I am not sure I know what you mean by “normative” cybernetics? system theory? information theory? what would non-normative cybernetics be? autopoiesis? I am guessing you mean autopoiesis as that would make sense in the context of your post…? anyway, the distinction between manifest and scientific image is hard to sustain and without constant scrutiny science can easily devolve into quackery, pointing this out is not “anti-science,” its rather anti-demagoguery.
I agree, the internet has huge potential but that potential is not immanent to the medium, it needs to be fought for at every turn.

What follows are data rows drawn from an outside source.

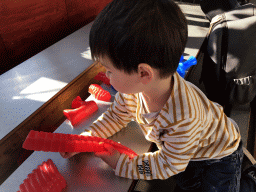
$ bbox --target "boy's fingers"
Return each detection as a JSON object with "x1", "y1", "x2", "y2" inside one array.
[
  {"x1": 60, "y1": 152, "x2": 79, "y2": 158},
  {"x1": 103, "y1": 143, "x2": 115, "y2": 155},
  {"x1": 64, "y1": 153, "x2": 70, "y2": 158},
  {"x1": 60, "y1": 152, "x2": 67, "y2": 158},
  {"x1": 95, "y1": 151, "x2": 111, "y2": 157},
  {"x1": 95, "y1": 143, "x2": 113, "y2": 157},
  {"x1": 70, "y1": 152, "x2": 80, "y2": 157}
]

@a_n_a_t_e_i_x_e_i_r_ Yes. Jameson, of course. We all know Jameson, even though I prefer not to refer to him and go straight to the Freudian sources from which the word unconscious entered social sciences and humanities. Unless you are telling me that Jameson’s use of the word unconscious has nothing to do with Freud which I think is really questionable.
And about the term cybernetics, why enter the definition game in which intellectuals battle each other for authority and legitimacy by referring to the knowledge of the known meaning of a term rather than understanding for the purpose of moving forward in the argument. We all have access to Google and can look up history and context of a term. My usage of cybernetics is not so much tied up with a particular definition per say but relates to a living changing & moving concept that for god’s sake should not still be foreign to leftist intellectuals in the 21st century. So instead of stepping into the familiar trap here :), the term Cybernetic revolution, the way I use the term has to do not only with these definitions (First order, second order, third order etc) but the particular history of the development of the practical use of the concept in sciences, military, government and business, of which the internet is only a significant byproduct. I actually am more cynical than you but at the same time consider left’s unwillingness to understand what was at stake in the middle of the 20th century the most important reason as to why we need to fight this losing battle against what you & Julieta have aptly described as the bad internet. Only if we didnt spend a decade poring over Jameson’s definition of postmodernism and really understood it in its original Lyotardian sense as not so much the cultural logic of late capitalism but the cultural response to the decline of industrial production and labour based understanding of our planetary global political economy towards a distributed knowledge economy of exchange in which barriers between what constitutes work & value versus communication & culture were eroding. Only if instead of uselessly regurgitating Debord’s weak image theory in every decade since the 1960s, we read and analyzed Deleuze’s Postscript instead… the contrast between non normative and normative cybernetics can be illuminated by the example of the Chilean Cybersyn versus the Hayek and the Chicago school economic model that forcefully replaced it.